Payment : the basis is linked with dearness cost of living. The index of cost of living is
varying and that is considered for calculating the remuneration.

Formula: Basic Salary is Rs. 2,000/- and Cost of living Index (D.A) is 100% then, Rs
2000+100% of Rs 2000 as cost of living is added, thus total remuneration is Rs. 4000/-. It
after 6 months, cost of living index change 15%. Then basic salary + 150% of basic salary
i.e Rs 3,000/- will make it Rs, 5000.

2. Piece Rate/ Payment Rate ( Payment by Results)
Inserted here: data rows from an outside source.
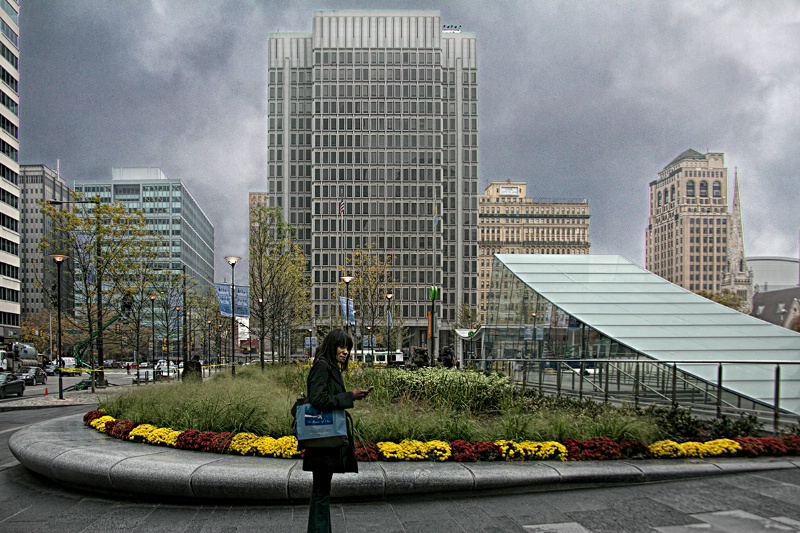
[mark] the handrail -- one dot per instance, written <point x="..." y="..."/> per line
<point x="711" y="388"/>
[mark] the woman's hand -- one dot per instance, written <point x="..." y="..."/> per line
<point x="360" y="394"/>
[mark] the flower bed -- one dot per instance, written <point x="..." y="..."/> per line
<point x="597" y="448"/>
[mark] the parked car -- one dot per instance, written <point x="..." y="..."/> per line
<point x="143" y="376"/>
<point x="172" y="373"/>
<point x="10" y="384"/>
<point x="32" y="375"/>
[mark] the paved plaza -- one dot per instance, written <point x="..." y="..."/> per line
<point x="679" y="496"/>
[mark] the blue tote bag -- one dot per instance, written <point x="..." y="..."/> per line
<point x="320" y="429"/>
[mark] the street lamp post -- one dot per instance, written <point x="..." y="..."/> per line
<point x="232" y="260"/>
<point x="347" y="280"/>
<point x="261" y="335"/>
<point x="59" y="259"/>
<point x="371" y="352"/>
<point x="389" y="328"/>
<point x="178" y="318"/>
<point x="153" y="327"/>
<point x="208" y="346"/>
<point x="98" y="280"/>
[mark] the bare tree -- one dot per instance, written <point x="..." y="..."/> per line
<point x="102" y="241"/>
<point x="279" y="292"/>
<point x="372" y="281"/>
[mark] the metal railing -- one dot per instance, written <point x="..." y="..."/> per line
<point x="663" y="382"/>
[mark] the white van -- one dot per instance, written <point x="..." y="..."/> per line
<point x="68" y="366"/>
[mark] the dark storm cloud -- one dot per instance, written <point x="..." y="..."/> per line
<point x="580" y="99"/>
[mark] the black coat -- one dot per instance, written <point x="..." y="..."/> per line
<point x="326" y="392"/>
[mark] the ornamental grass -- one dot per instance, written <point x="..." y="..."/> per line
<point x="426" y="415"/>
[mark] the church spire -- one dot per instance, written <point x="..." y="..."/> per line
<point x="739" y="278"/>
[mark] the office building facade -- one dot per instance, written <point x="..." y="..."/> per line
<point x="38" y="184"/>
<point x="512" y="223"/>
<point x="10" y="283"/>
<point x="373" y="143"/>
<point x="183" y="233"/>
<point x="692" y="239"/>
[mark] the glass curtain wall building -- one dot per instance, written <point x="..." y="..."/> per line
<point x="10" y="284"/>
<point x="373" y="143"/>
<point x="604" y="326"/>
<point x="174" y="219"/>
<point x="40" y="184"/>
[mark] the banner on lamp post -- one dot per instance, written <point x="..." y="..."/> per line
<point x="224" y="300"/>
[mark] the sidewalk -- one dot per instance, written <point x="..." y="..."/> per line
<point x="74" y="455"/>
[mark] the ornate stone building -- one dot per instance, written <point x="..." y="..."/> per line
<point x="512" y="223"/>
<point x="692" y="239"/>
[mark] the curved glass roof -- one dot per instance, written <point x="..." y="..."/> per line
<point x="661" y="320"/>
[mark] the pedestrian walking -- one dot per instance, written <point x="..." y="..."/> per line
<point x="326" y="392"/>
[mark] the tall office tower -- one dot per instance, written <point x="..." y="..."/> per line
<point x="691" y="235"/>
<point x="512" y="223"/>
<point x="373" y="143"/>
<point x="184" y="234"/>
<point x="9" y="167"/>
<point x="38" y="184"/>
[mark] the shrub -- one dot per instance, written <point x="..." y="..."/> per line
<point x="596" y="448"/>
<point x="366" y="452"/>
<point x="487" y="451"/>
<point x="120" y="429"/>
<point x="725" y="428"/>
<point x="91" y="415"/>
<point x="463" y="451"/>
<point x="792" y="443"/>
<point x="634" y="449"/>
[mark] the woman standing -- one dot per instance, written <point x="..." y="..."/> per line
<point x="326" y="392"/>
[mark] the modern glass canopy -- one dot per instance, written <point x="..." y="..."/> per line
<point x="590" y="302"/>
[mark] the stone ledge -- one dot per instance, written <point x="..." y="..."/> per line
<point x="68" y="452"/>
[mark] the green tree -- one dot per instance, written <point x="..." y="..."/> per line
<point x="726" y="297"/>
<point x="467" y="317"/>
<point x="280" y="293"/>
<point x="102" y="241"/>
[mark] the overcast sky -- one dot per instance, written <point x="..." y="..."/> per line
<point x="578" y="98"/>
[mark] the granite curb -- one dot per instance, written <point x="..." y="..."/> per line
<point x="66" y="451"/>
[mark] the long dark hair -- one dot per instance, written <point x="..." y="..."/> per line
<point x="337" y="338"/>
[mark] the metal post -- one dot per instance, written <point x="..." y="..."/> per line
<point x="59" y="259"/>
<point x="153" y="326"/>
<point x="719" y="390"/>
<point x="776" y="409"/>
<point x="232" y="260"/>
<point x="674" y="384"/>
<point x="347" y="280"/>
<point x="180" y="348"/>
<point x="389" y="359"/>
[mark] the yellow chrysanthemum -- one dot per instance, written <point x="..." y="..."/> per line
<point x="666" y="449"/>
<point x="243" y="443"/>
<point x="100" y="423"/>
<point x="721" y="447"/>
<point x="691" y="449"/>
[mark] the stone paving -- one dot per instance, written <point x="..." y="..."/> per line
<point x="733" y="496"/>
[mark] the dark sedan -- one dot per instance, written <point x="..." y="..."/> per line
<point x="10" y="384"/>
<point x="32" y="375"/>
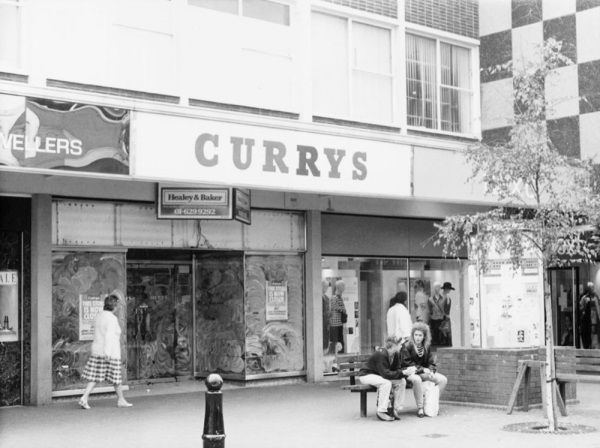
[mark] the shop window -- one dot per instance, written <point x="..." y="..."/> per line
<point x="352" y="70"/>
<point x="266" y="10"/>
<point x="439" y="85"/>
<point x="80" y="282"/>
<point x="10" y="35"/>
<point x="366" y="287"/>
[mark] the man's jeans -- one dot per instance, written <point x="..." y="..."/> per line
<point x="384" y="387"/>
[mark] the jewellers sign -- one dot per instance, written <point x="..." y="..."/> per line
<point x="57" y="135"/>
<point x="190" y="150"/>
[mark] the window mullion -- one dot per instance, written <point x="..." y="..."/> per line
<point x="438" y="74"/>
<point x="351" y="58"/>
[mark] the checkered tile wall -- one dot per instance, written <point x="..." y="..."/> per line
<point x="514" y="30"/>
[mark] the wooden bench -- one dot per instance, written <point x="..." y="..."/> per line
<point x="571" y="366"/>
<point x="349" y="367"/>
<point x="576" y="366"/>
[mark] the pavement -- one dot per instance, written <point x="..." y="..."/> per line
<point x="274" y="416"/>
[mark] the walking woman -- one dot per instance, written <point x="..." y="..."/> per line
<point x="105" y="361"/>
<point x="416" y="353"/>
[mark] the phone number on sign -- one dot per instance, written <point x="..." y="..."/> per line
<point x="195" y="211"/>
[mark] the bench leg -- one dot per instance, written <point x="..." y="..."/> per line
<point x="526" y="389"/>
<point x="544" y="385"/>
<point x="363" y="403"/>
<point x="513" y="396"/>
<point x="561" y="398"/>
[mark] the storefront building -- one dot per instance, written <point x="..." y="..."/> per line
<point x="244" y="155"/>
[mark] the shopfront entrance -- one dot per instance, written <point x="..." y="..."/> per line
<point x="564" y="287"/>
<point x="159" y="320"/>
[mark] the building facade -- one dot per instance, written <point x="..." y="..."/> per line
<point x="331" y="130"/>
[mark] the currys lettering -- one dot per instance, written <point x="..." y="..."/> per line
<point x="274" y="157"/>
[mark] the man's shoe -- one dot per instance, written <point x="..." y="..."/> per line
<point x="383" y="416"/>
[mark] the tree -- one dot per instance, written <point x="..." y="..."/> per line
<point x="547" y="202"/>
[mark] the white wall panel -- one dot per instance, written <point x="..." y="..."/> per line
<point x="137" y="226"/>
<point x="85" y="223"/>
<point x="275" y="231"/>
<point x="88" y="223"/>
System of Piece Rate ( Payment by Results)

Straight Piece Rate Piece & Time Combination Differential Piece Rate
Taylor System Merrick System Gantt Task System

Straight Piece Rate:

Payment : Flat rate is applicable per unit, which is predetermined. The time spent is not
considered.

Formula: PPR X O = Earnings.

Piece Rate and Time Rate Combinations:

Payment: It is a dual rate system, designed to perfect inefficient workers. The worker is ensured
to get the mi9nimum payment. If the payment is calculated on the basis of piece rate
guarantees and number of pieces fall below the minimum wages guaranteed, he is paid by time
Rate.

Differential Piece rate:

Payment: In favour of piece rate system, minimum wages were assured. However, under this
system, instead of combining time-rate and piece-rate, there are dual rates for different
efficiency level. The purpose behind keeping high piece rate for higher efficiency is as the level
of production increases, the cost per unit falls.

4. Bonus:

Bonus is given by the company to their employees as a reward. It is been fixed by the
government i. e 8.33%. Bonus encourages the employees to work hard. It is a motivating factor
for the employees to improve their efficiency.

5. Profit Sharing:.
Profit Sharing is the most motivating factor. When the company makes profit it gives
some kind of share to their employees as a Annual increment. This helps to motive
employees to work hard and get more increment.

6. Indirect Monetary Incentive :

Indirect Monetary Incentives like traveling allowance, HRA, Dearness

allowance, medical facility, etc are very motivating for the employees.